View and boolean indexing

This old thread brought up an important question about why view(x,boolean_indices) is slow. One reply said “So the TLDR is: Mixing views and logical indices is currently no good.”

It seems to be that we still have this issue. Any updates?

How could it be fast? If y = view(x,boolean_indices) does not allocate an index array (which is what it does), how could you get y[i] without looping sequentially through x? And the combination of allocating an index array and doing a double indirection on every getindex seems almost guaranteed to be slow…

Thanks. Probably deserves a comment in the docs. (Maybe there is one, but it has so far escaped me.)

For my type of applications (statistics, where some obs are invalid and flagged by a bool), this means that view() isn’t very interesting. That’s OK, although it causes some issues in a threaded setting (where allocations are particularly bad, it seems).

On 2nd thought, I realise that view(x::Matrix,inds,:) is actually very useful even if inds is a bitvector. Relatively small allocations (essentially the same as for a vector x) and quick.

If you need consecutive array-like indices, there’s no way around allocating an index array — that’s what view() does.

If you only need iteration, and no indexing at all, Iterators.filter() can help.

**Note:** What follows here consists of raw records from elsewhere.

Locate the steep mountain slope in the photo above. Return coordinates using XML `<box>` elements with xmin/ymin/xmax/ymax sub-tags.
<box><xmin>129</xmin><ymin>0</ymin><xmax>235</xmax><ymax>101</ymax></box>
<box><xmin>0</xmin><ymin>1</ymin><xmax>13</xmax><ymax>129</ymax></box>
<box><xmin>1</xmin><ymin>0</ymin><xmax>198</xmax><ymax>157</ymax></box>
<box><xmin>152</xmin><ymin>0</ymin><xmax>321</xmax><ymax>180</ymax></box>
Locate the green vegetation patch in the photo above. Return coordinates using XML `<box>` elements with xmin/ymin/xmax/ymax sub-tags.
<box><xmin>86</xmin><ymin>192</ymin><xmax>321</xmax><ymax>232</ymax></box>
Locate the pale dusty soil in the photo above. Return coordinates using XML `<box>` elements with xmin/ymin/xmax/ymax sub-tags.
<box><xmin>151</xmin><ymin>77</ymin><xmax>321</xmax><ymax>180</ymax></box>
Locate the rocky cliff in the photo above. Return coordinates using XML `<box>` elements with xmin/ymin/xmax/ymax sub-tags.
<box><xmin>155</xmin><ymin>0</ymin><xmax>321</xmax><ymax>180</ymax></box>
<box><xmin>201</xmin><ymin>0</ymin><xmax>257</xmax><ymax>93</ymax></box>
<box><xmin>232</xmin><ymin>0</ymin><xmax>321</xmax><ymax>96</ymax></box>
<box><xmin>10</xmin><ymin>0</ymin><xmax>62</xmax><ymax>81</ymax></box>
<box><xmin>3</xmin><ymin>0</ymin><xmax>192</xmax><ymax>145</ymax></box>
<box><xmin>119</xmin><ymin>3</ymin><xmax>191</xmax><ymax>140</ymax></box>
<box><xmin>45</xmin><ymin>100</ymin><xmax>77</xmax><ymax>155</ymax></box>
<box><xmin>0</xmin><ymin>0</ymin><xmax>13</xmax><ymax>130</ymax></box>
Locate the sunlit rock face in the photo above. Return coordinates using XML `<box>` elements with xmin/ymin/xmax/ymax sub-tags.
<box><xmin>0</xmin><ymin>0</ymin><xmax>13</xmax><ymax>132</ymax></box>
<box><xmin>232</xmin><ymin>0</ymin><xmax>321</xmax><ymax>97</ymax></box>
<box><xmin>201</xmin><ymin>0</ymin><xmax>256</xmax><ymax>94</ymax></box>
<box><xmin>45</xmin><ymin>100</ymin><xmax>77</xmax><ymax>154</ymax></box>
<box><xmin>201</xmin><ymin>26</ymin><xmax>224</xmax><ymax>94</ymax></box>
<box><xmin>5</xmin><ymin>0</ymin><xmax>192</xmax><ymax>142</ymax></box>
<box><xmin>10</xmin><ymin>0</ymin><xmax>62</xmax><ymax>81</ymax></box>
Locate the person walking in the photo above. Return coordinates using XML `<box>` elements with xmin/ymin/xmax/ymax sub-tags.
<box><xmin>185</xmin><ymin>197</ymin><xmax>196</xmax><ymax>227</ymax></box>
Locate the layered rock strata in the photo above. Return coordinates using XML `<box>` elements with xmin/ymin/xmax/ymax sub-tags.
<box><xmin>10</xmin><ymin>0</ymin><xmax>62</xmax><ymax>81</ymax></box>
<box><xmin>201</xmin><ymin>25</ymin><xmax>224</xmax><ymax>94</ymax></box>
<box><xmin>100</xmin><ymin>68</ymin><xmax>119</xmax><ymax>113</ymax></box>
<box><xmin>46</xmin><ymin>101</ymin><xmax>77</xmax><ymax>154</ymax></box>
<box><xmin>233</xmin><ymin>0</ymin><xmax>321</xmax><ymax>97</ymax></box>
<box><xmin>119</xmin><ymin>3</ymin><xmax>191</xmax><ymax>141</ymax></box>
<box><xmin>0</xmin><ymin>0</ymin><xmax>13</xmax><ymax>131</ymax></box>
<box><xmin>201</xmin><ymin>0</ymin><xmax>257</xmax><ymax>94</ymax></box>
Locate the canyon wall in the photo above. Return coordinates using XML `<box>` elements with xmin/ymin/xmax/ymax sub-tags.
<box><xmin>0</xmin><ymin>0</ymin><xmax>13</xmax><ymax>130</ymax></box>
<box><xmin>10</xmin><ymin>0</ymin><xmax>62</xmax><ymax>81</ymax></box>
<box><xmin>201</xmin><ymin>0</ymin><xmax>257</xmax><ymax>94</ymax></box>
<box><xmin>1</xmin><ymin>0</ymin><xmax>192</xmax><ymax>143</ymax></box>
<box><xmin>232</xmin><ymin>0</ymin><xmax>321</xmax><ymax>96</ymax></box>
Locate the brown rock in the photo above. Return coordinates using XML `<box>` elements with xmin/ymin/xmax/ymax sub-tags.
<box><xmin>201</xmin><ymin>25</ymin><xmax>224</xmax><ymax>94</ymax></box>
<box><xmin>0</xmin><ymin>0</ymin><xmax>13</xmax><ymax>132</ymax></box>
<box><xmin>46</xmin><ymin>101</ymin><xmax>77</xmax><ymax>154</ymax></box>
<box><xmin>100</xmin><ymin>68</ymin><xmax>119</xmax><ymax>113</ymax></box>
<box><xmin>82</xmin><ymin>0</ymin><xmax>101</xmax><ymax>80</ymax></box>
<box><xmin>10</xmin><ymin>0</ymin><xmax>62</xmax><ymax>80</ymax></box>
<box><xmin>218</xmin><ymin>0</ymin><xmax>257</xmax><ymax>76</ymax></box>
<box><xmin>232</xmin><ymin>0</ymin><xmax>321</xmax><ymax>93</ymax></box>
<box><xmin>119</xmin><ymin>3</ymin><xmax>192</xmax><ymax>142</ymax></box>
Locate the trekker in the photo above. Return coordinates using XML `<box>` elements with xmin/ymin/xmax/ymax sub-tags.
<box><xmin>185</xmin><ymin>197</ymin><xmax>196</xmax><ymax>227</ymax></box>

If you do need indexing, and keeping the same indices as in the original array is fine, look at allocation-free skip():

julia> using Skipper

julia> data = [
    (val=1, isbad=false),
    (val=2, isbad=true),
    (val=3, isbad=false)
]

julia> data_good = skip(x -> x.isbad, data)

julia> length(data_good)
2

julia> collect(eachindex(data_good))
2-element Vector{Int64}:
 1
 3

julia> data_good[3]
(val = 3, isbad = false)
2 Likes